Electronic supplementary material
The online version of this article (doi:10.1186/1472-6947-12-72) contains supplementary material, which is available to authorized users.
The author(s) declare that they have no competing interests.
JLW collected the corpus, designed the experiment, and contributed to writing the paper. LCY designed the study, interpreted experiment results, and contributed to writing the paper. PJC restructured the paper and contributed to writing the paper. All of authors read and approved the final manuscript.
Online psychiatric texts are natural language texts expressing depressive problems, published by Internet users via community-based web services such as web forums, message boards and blogs. Understanding the cause-effect relations embedded in these psychiatric texts can provide insight into the authors’ problems, thus increasing the effectiveness of online psychiatric services.

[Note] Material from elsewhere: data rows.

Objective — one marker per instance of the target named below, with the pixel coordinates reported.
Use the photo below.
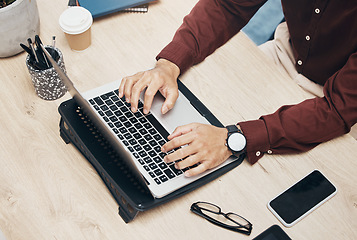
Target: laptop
(137, 138)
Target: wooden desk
(49, 191)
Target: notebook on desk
(103, 7)
(137, 138)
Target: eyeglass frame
(198, 210)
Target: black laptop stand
(132, 198)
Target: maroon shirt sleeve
(293, 128)
(210, 24)
(298, 128)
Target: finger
(196, 170)
(137, 88)
(170, 100)
(150, 92)
(121, 87)
(129, 82)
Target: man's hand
(205, 145)
(162, 78)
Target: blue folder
(100, 8)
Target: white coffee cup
(76, 24)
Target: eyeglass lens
(230, 219)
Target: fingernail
(164, 110)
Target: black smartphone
(302, 198)
(273, 233)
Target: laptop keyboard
(142, 134)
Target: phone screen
(273, 233)
(301, 198)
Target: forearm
(210, 24)
(298, 128)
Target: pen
(38, 43)
(53, 41)
(32, 48)
(27, 49)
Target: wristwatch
(236, 141)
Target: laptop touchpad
(182, 113)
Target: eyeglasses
(214, 214)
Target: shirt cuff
(178, 54)
(257, 139)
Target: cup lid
(75, 20)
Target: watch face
(236, 142)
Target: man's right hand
(162, 78)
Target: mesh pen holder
(47, 82)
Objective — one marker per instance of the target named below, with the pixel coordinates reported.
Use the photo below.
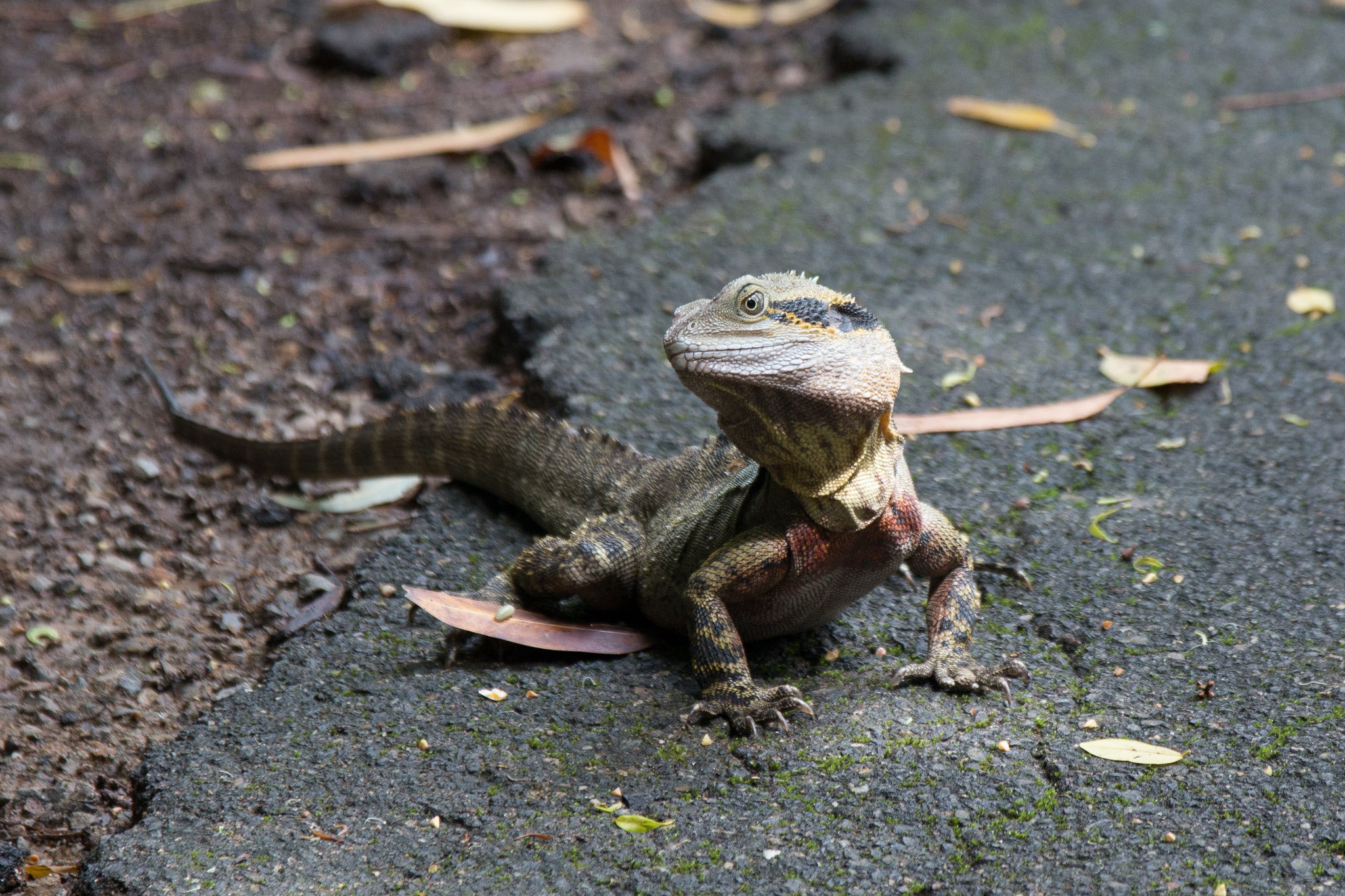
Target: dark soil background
(280, 304)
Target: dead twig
(1282, 97)
(326, 603)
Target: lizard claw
(959, 672)
(747, 704)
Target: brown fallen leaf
(1147, 372)
(88, 286)
(530, 629)
(744, 15)
(1019, 116)
(603, 147)
(459, 140)
(518, 16)
(1003, 418)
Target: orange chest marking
(880, 545)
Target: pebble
(147, 468)
(129, 681)
(311, 585)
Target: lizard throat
(843, 481)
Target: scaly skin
(806, 507)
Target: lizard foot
(959, 672)
(747, 704)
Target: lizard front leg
(942, 555)
(749, 566)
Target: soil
(278, 304)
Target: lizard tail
(544, 467)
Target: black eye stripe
(844, 317)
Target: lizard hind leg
(942, 555)
(599, 563)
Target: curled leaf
(519, 16)
(1130, 370)
(958, 378)
(43, 636)
(639, 824)
(747, 15)
(1136, 752)
(1308, 300)
(1097, 531)
(384, 489)
(1016, 114)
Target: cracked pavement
(1134, 245)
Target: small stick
(1282, 97)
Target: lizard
(802, 505)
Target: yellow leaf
(1129, 368)
(639, 824)
(958, 378)
(1015, 114)
(1305, 300)
(523, 16)
(1136, 752)
(1097, 531)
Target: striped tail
(554, 473)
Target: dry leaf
(1136, 752)
(530, 629)
(1128, 370)
(43, 636)
(744, 15)
(1306, 300)
(384, 489)
(1003, 418)
(639, 824)
(958, 378)
(440, 141)
(519, 16)
(1097, 531)
(1016, 114)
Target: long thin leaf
(521, 16)
(530, 629)
(440, 141)
(1003, 418)
(1136, 752)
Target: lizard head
(802, 379)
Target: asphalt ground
(894, 790)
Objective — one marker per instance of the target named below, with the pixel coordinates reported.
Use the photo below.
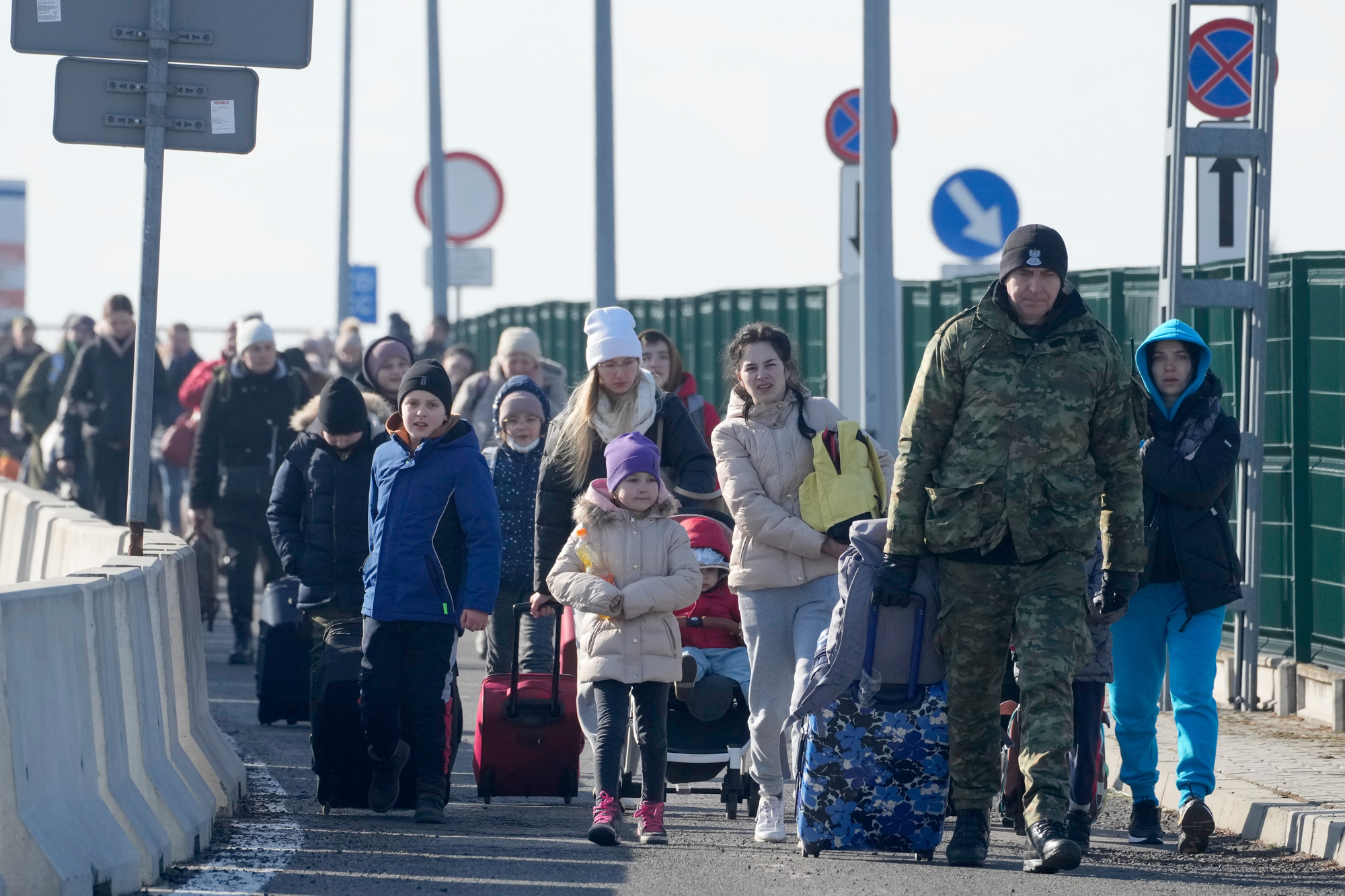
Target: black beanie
(427, 376)
(1035, 247)
(341, 408)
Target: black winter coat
(319, 518)
(99, 396)
(1187, 501)
(685, 456)
(243, 436)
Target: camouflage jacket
(1007, 436)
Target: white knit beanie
(611, 334)
(252, 331)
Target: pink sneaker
(606, 829)
(649, 823)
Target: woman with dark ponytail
(783, 569)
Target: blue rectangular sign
(364, 292)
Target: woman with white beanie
(518, 354)
(615, 399)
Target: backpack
(847, 482)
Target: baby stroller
(707, 735)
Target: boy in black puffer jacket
(523, 415)
(318, 514)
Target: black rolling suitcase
(341, 758)
(282, 655)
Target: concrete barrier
(59, 829)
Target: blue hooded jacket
(516, 474)
(416, 546)
(1174, 330)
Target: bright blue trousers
(1149, 634)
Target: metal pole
(606, 185)
(883, 400)
(344, 245)
(438, 200)
(146, 360)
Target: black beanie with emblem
(427, 376)
(341, 408)
(1035, 247)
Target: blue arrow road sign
(364, 292)
(974, 212)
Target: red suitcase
(528, 731)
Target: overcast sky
(723, 175)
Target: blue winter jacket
(410, 499)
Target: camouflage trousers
(1040, 610)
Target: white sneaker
(771, 819)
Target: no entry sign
(1221, 68)
(474, 192)
(843, 127)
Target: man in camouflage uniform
(1017, 446)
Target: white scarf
(646, 408)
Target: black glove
(1117, 588)
(892, 585)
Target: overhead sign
(1221, 68)
(364, 292)
(1222, 186)
(13, 239)
(974, 212)
(474, 192)
(843, 127)
(104, 103)
(851, 221)
(467, 267)
(275, 34)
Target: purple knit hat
(627, 455)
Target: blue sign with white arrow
(974, 212)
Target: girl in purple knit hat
(625, 569)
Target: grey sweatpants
(781, 627)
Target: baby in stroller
(711, 628)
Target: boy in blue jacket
(412, 615)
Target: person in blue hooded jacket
(1176, 618)
(412, 611)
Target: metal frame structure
(1252, 295)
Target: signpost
(184, 108)
(475, 196)
(974, 212)
(843, 127)
(364, 292)
(1221, 67)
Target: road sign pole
(146, 358)
(606, 186)
(344, 241)
(438, 196)
(883, 343)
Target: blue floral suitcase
(876, 776)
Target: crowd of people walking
(1075, 502)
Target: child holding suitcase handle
(625, 576)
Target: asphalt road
(282, 844)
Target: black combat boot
(1079, 827)
(970, 838)
(387, 782)
(430, 801)
(1048, 849)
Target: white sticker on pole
(221, 116)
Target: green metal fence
(1304, 507)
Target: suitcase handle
(512, 706)
(917, 649)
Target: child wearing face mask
(625, 571)
(523, 413)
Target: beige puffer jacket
(626, 630)
(762, 462)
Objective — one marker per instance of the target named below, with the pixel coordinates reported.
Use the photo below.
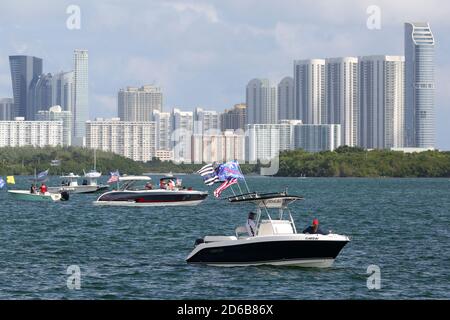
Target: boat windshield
(135, 185)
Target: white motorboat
(137, 191)
(28, 196)
(276, 241)
(70, 184)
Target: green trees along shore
(357, 162)
(343, 162)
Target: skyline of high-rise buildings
(138, 104)
(24, 70)
(378, 101)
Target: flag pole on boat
(243, 177)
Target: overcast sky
(203, 53)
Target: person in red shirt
(43, 188)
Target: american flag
(209, 174)
(114, 177)
(223, 186)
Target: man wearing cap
(251, 225)
(314, 228)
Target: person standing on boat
(251, 225)
(43, 188)
(314, 228)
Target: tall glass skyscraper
(419, 87)
(80, 110)
(24, 69)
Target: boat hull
(151, 198)
(27, 196)
(78, 189)
(296, 250)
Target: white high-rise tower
(262, 105)
(309, 91)
(80, 110)
(381, 101)
(419, 87)
(342, 96)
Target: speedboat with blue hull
(133, 194)
(276, 241)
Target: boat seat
(240, 230)
(218, 238)
(271, 227)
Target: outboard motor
(64, 196)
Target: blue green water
(401, 225)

Previous studies have proposed the use of word pairs extracted from a set of sentence pairs to identify cause-effect relations between sentences. A word pair is made up of two words, with one coming from the cause text span and the other from the effect text span. Analysis of the relationship between these words can be used to capture individual word associations between cause and effect sentences. For instance, (broke up, life) and (boyfriend, meaningless) are two word pairs extracted from the sentence pair: “I broke up with my boyfriend. Life is now meaningless to me”. The major limitation of word pairs is that individual words in sentences usually cannot reflect the exact meaning of the cause and effect events, and thus may produce semantically incomplete word pairs, as the previous examples show. Therefore, this study proposes the use of inter-sentential language patterns such as ≪broke up, boyfriend>, <life, meaningless≫ to detect causality between sentences. The inter-sentential language patterns can capture associations among multiple words within and between sentences, thus can provide more precise information than word pairs. To acquire inter-sentential language patterns, we develop a text mining framework by extending the classical association rule mining algorithm such that it can discover frequently co-occurring patterns across the sentence boundary.
Performance was evaluated on a corpus of texts collected from PsychPark (http://www.psychpark.org), a virtual psychiatric clinic maintained by a group of volunteer professionals from the Taiwan Association of Mental Health Informatics. Experimental results show that the use of inter-sentential language patterns outperformed the use of word pairs proposed in previous studies.
This study demonstrates the acquisition of inter-sentential language patterns for causality detection from online psychiatric texts. Such semantically more complete and precise features can improve causality detection performance.